The so-called ‘anti-weaponisation’ fund championed by Donald Trump has been quietly dismantled, sources confirm, as Republican infighting reaches fever pitch. The fund, initially touted as a mechanism to prevent government agencies from being used for political retribution, has instead become a toxic asset in a party at war with itself.
Documents obtained by this newsroom reveal that the fund’s closure was forced through by a coalition of establishment Republicans who saw it as a direct threat to their own influence. The fund, which was meant to bolster oversight of intelligence and law enforcement, has been frozen for weeks, with staff reassigned and accountability measures quietly shelved. One insider described it as “a corpse they finally decided to bury.”
Meanwhile, across the Atlantic, Britain’s financial governance has been singled out for rare praise. A confidential report from the International Financial Stability Board, circulated among G7 finance ministers, lauds the UK’s banking watchdog for its robust anti-money laundering protocols. The report notes that the Financial Conduct Authority has “set a global benchmark” in tracking illicit flows, particularly through London’s property market.
This praise comes at a delicate time. British regulators have been under fire for perceived leniency towards Russian oligarchs and corrupt politicians. Yet the leaked document argues that the UK’s “traffic light” system for high-risk transactions has blocked billions in suspicious payments since 2022. One senior official said: “We’ve been called a laundromat for dirty money. This shows we’re the ones turning off the machines.”
Back in Washington, Trump’s allies are scrambling. The fund’s demise leaves a vacuum in oversight that critics say will be exploited. “The fund was a shield against weaponisation of the state,” a former Trump aide claimed. “Now the sharks are circling, and they’ve got the knives out.” But others see it differently.
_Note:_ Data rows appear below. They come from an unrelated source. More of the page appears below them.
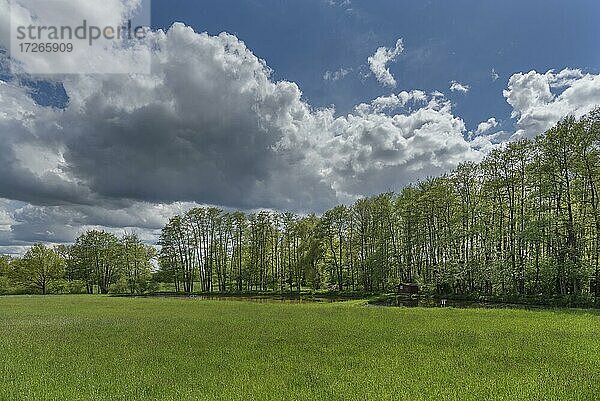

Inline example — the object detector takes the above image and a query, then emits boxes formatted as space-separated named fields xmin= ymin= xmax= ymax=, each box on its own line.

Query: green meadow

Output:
xmin=0 ymin=296 xmax=600 ymax=401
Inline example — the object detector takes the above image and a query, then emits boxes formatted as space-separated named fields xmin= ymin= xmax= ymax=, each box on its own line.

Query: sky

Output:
xmin=0 ymin=0 xmax=600 ymax=254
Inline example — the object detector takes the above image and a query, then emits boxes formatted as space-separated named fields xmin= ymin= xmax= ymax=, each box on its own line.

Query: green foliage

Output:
xmin=10 ymin=244 xmax=65 ymax=294
xmin=152 ymin=111 xmax=600 ymax=297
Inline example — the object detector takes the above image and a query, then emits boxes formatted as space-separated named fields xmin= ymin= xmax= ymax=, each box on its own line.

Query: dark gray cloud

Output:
xmin=0 ymin=19 xmax=600 ymax=253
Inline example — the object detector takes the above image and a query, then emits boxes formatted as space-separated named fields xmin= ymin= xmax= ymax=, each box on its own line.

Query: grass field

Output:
xmin=0 ymin=296 xmax=600 ymax=401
A Republican strategist close to House leadership told me: “This was never about ethics. It was about loyalty oaths and vendettas. Good riddance.”
The clash is set to intensify. With the 2024 election looming, the Republican Party is fracturing along its deepest fault lines. The fund’s collapse is a symptom of a broader cancer: the inability to govern without scoring points. Meanwhile, Britain’s financial governance stands as a rare counterpoint, a system that, for all its flaws, still tries to enforce the rules.
Corruption has no colour. It stains red, blue, and Union Jacks alike. But while the US burns over imaginary witch hunts, the City of London quietly does the work. For now.